Wednesday, April 23, 2014

“All you adults are fake”

“My father is a fake. My mother is a fake. You are a fake, all you adults are fake!” [Cardinal Tagle to faithful: Join politics to clean it, Avie Gochoco-Perez, Philippine Daily Inquirer, 17th Apr 2014] “I wanted to strangle her! This was annoying! But I tried my best to sincerely listen to her. I asked myself: Is she an enemy with all her irreverence? I realized she was not an enemy, she was a friend. She was looking for someone she could trust, people with integrity, parents to lead her to her true humanity.”

It reminded me of my late Jesuit friend, instead of being direct and saying fake, he would say “plastic.” But I was so dense that it took me a while to realize that indeed we adults are fake? Who could the girl Cardinal Tagle talked about trust? Or more to the point, who in PHL is with integrity or could lead young people to their true humanity? In the first place, we like to think we’re blessed – if not holier than thou – because we’re the only Catholic nation in this part of the world while closing our eyes to our culture of impunity? An Australian public servant resigned for accepting a supposedly expensive wine; and how many of our public servants ought to resign if that is the yardstick of integrity?

But can we pin it solely on them or are we complicit? It takes two to tango – and not surprisingly PHL has been unable to build the strong institutions imperative in a functioning democracy. We can wail “inclusive” (growth and development) but if we keep to our cultural bias, of a hierarchal and a cacique system and structure – as in an oligarchy – we are simply shooting ourselves in the foot! Put another way, it is not about inclusive growth but the imperative of building strong institutions that level the playing field. It is again, sadly, another illustration of missing the cause for the effect?

“[T]rue progress in the Philippines would be out of reach unless the improbable was achieved: Dismantling of oligarchies that control both politics and business.” [No real progress in PH if dynasties not dismantled, Paolo G. Montecillo, Philippine Daily Inquirer, 17th Apr 2014] Are we a fake?

“More and more, our economic and political elites seem to be solely treating this archipelago solely as a market or a fiefdom, not caring about its future as at least half of their wealth is abroad. Both elites and the middle class have lost their sense of nationalism.” [America’s colonial burden, Rigoberto Tiglao, The Manila Times, 15th Apr 2014]

“And of course, in such a culture, prominent are the luxury, gated communities, inside which the wealthy can escape the dysfunctional environment through life-support systems . . . This is a bad Latin American economy, not an Asian one . . . It’s true that the Philippines was not much affected by the global recession of 2008, but that’s only because it was never integrate into the global economy in the first place.”

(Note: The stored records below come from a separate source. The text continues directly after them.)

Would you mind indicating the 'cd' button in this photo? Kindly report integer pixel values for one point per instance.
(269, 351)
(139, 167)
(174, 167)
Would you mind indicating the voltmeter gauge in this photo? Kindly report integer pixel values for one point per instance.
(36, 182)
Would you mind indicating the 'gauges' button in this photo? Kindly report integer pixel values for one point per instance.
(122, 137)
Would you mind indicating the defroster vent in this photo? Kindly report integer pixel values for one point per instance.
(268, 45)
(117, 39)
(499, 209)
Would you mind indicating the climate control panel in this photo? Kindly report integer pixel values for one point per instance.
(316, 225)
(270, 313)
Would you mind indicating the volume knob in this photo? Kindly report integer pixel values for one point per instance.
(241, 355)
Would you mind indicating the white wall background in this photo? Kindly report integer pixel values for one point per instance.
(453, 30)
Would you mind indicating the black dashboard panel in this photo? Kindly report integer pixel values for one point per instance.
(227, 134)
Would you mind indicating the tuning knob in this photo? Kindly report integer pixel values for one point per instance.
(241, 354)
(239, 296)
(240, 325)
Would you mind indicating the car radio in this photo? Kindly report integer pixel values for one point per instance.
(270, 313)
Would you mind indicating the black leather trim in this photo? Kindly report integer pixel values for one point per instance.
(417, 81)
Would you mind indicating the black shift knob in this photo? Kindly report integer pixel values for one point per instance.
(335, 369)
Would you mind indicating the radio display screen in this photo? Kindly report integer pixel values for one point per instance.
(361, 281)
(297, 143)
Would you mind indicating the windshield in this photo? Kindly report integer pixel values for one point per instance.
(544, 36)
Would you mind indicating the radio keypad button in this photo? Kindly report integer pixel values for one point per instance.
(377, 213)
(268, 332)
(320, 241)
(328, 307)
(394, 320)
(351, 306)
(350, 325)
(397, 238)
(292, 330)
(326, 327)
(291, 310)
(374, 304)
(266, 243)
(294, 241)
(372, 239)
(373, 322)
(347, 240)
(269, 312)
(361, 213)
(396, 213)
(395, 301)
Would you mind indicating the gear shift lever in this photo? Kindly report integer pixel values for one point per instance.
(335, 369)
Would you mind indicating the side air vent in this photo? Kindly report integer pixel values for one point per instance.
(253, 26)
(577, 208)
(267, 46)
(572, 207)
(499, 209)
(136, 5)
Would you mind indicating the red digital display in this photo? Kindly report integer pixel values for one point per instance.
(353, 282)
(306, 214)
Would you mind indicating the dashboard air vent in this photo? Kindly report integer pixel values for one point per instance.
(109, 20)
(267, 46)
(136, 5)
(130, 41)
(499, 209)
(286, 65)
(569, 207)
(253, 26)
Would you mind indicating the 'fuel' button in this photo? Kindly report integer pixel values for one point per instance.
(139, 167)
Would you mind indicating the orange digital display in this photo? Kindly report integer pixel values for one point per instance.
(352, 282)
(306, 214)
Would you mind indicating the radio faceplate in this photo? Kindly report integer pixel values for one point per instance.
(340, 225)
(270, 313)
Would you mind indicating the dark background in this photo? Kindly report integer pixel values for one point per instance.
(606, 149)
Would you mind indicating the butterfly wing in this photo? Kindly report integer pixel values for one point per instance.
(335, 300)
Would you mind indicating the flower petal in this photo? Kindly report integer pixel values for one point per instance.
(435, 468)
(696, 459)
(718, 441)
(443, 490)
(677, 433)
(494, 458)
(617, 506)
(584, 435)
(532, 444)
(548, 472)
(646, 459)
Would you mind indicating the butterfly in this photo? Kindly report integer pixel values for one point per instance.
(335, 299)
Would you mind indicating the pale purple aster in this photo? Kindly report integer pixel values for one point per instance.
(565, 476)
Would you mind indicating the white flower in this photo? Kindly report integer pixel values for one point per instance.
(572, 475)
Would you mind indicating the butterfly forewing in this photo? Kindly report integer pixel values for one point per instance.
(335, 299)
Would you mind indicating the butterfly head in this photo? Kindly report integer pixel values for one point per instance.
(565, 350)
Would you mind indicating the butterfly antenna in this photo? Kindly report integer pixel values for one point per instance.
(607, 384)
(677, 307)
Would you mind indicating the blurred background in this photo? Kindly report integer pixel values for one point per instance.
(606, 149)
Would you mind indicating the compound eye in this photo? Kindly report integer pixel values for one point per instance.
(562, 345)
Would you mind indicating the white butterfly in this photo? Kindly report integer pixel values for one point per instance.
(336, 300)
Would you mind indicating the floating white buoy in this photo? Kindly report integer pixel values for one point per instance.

“Whereas the Asian tiger economies have strong manufacturing bases, and are consequently built on export, in the Philippines exports account for only 25 percent of economic activity as opposed to the standard Asian model of 75 percent. And that 25 percent consists of low-value electronic components, bananas, and coconuts mainly.”

“No country in Asia, with the possible exceptions of Myanmar, Cambodia, and Indonesia, has weaker, more feckless institutions . . . The Philippines has remained among the most corrupt, dysfunctional, intractable, and poverty-stricken societies in maritime Asia, with Africa-like slums and Latin American-style fatalism and class divides. Indeed, the Philippines has been described as a “gambling republic” where politicians “hold power with virtue,” dominating by means of “capital” and “crime.” Are we a fake?

Be that as it may, the resurrection of the Lord is a reminder that “the improbable” is achievable, including the rebirth of Juan de la Cruz . . . Happy Easter to all!